I'm feeling good, but I'm sure it will pass

Cheekface - Emphatically No

Everything is OK
Got my old phone replaced
Now I do nothing faster than I did yesterday

Un sacco di strofe dei Cheekface sembrano fatte apposta per suonare come citazioni di qualche stand-up comedy che vorresti segnarti sul diario, mentre altre puntano direttamente nel territorio del surreale ("Quick, touch all the dogs / No late capitalism while I'm talking"), ma in quel modo ambiguo a sufficienza da lasciarti il dubbio che si trattasse di una metafora. Tutto molto brillante, tutto molto consapevole, tutto molto "meta" o forse anche "meta-meta". E tutto quasi sempre sparato a raffica, nevrotico, fulmineo come una logorroica confessione mitragliata nell'ultimo mezzo minuto della sessione di terapia, prima di fiondarsi fuori dalla porta senza aspettare replica.
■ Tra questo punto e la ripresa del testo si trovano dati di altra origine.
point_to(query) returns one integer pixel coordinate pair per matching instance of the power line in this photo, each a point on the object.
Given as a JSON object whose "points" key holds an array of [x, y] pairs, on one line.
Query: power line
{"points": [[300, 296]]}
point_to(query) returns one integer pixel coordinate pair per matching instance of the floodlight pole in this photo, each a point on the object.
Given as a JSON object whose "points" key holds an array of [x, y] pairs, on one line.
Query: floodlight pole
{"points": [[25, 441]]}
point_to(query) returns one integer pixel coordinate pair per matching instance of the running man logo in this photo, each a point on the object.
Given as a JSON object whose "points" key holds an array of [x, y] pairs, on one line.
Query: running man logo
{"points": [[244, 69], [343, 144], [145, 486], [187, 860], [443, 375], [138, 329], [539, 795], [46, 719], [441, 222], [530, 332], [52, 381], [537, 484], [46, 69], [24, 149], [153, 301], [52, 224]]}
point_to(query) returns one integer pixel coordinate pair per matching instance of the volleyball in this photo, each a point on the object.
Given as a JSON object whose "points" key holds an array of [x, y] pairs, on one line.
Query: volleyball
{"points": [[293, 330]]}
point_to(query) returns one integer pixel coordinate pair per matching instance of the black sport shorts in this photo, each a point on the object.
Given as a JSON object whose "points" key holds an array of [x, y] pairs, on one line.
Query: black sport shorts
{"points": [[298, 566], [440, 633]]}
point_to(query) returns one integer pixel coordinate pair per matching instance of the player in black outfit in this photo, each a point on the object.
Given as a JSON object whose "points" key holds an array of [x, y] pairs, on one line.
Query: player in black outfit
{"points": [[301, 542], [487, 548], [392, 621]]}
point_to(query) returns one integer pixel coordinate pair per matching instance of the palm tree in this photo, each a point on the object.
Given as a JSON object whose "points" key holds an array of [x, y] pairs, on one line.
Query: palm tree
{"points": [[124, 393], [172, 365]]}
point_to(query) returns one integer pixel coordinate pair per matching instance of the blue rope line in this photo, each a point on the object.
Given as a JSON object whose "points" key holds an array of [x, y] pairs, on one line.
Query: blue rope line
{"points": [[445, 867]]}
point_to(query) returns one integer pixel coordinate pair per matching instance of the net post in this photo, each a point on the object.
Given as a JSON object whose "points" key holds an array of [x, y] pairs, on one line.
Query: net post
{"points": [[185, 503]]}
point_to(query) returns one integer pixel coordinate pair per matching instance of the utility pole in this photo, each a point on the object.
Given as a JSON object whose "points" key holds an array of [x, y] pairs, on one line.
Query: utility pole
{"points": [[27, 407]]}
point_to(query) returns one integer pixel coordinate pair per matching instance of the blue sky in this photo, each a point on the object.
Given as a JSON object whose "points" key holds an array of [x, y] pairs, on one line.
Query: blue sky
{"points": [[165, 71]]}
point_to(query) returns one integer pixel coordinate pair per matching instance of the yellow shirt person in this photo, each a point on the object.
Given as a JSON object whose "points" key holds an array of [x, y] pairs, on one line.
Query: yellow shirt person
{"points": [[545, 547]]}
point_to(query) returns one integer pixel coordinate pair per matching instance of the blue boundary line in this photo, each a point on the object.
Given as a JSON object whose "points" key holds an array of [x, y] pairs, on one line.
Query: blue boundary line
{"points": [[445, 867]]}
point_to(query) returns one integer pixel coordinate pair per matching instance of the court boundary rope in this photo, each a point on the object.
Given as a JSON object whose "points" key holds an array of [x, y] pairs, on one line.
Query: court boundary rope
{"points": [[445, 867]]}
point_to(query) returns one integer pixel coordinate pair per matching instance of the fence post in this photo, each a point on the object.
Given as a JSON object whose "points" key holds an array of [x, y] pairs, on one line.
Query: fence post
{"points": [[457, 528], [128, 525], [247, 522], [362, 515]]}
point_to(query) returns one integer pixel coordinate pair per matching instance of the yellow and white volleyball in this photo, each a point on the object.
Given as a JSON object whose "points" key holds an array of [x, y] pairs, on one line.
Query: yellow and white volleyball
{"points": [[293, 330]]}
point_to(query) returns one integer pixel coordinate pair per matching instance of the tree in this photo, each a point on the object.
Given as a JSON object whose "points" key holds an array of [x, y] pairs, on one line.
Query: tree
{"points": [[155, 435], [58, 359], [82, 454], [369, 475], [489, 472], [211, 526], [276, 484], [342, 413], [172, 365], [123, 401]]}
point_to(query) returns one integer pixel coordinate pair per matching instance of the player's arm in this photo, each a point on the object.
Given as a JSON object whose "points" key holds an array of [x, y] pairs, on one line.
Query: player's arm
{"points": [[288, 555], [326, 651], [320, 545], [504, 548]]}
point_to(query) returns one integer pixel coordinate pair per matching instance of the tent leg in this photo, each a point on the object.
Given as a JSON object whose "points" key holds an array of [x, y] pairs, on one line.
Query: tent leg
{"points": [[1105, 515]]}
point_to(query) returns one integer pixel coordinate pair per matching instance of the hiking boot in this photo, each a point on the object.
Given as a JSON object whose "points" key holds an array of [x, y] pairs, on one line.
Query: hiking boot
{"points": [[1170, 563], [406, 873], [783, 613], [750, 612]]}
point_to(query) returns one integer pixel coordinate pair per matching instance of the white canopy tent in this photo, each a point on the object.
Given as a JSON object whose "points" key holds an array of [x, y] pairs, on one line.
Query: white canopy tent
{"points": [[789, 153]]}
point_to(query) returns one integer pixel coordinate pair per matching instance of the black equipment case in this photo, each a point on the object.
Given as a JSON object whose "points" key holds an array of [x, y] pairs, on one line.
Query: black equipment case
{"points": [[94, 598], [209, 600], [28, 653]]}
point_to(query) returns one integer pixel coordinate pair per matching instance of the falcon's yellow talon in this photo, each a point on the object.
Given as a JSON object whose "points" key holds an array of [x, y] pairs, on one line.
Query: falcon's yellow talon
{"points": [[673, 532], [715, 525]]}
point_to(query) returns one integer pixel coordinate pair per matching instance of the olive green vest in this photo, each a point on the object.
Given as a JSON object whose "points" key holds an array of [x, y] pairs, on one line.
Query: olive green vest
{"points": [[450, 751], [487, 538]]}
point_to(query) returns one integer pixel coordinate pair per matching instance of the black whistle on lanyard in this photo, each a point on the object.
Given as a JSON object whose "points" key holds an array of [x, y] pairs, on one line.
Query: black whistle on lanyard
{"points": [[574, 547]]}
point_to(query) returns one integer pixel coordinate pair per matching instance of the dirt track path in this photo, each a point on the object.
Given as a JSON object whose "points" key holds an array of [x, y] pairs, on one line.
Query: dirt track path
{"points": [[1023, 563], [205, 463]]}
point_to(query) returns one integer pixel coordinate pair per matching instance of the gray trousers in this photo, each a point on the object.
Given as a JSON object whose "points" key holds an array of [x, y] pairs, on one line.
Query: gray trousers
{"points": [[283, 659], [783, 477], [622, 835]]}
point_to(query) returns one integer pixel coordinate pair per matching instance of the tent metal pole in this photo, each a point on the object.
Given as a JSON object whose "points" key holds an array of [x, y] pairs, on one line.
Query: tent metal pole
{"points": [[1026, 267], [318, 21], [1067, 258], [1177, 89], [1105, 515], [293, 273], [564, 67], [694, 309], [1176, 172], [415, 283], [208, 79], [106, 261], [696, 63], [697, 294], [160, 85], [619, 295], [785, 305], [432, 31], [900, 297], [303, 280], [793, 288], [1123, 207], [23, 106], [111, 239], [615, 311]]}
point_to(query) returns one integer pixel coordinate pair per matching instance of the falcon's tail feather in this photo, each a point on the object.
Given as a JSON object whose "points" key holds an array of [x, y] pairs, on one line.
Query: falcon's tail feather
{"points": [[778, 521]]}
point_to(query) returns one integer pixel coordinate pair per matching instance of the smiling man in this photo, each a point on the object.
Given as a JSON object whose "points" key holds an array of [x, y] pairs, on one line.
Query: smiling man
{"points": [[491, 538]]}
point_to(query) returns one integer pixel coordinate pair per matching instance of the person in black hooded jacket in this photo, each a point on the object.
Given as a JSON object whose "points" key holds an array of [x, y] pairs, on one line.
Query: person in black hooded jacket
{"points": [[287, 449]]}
Frenetico come certi versi di Jonathan Richman o Talking Heads, tanto che non sai decidere se Greg Katz sta cantando, parlando o è al telefono con qualche amico nel tentativo di convincerlo che questa volta sarà sincero per davvero e tutto andrà bene, nonostante la situazione stia degenerando, la società intera stia crollando e in effetti anche il proseguimento della vita umana sul pianeta sia abbastanza in dubbio. 
Il mondo che i Cheekface raccontano nel loro nuovo album Emphatically No. è il presente deragliato e danneggiato in maniera irrimediabile che tutti conosciamo bene, e che però riesce a trovare di continuo spiragli per pavoneggiarsi e, al tempo stesso, farsi beffe di sé stesso e della propria sempre più fragile sanità mentale: "There's always a reason to talk about yourself". L'album corre via come uno zapping a notte fonda sempre più febbrile e isterico. "Just because it’s funny doesn’t make it a joke" potrebbe essere un verso chiave per riassumere l'atteggiamento di queste canzoni e mostrarne il meccanismo, salvo poi venire subito dopo sommerso da altre mille immagini folgoranti: "I'm feeling good, but I'm sure it will pass". 
Un altro ovvio termine di paragone che viene subito alla mente ascoltando queste tredici tracce sono certi Pavement in vena di scherzi, e in effetti anche ai Cheekface riesce molto bene confondere l'ascoltatore con nonsense a profusione degni di Malkmus ("If there's one piece of advice that I want to pass along, it's to dress for the dog you want"), mentre le loro chitarre asciutte rileggono la lezione di band come Minutemen o Feelies. In conclusione, però, non hai l'impressione di essere sopraffatto o smarrito, o almeno non più di quanto tu non lo sia già dopo aver scrollato news e social network per mezz'ora, mezza giornata o gli ultimi dodici mesi. Non ha senso tentare di smontare il disco o cercarne tra le pieghe una soluzione definitiva: va assunto tutto in blocco, come un update di sistema. È un album ferocissimo e divertentissimo, che ha la forma di un'istantanea mossa ma anche fin troppo chiara, e che in un certo senso sembra funzionare come uno specchio, tanto per noi quanto per la band.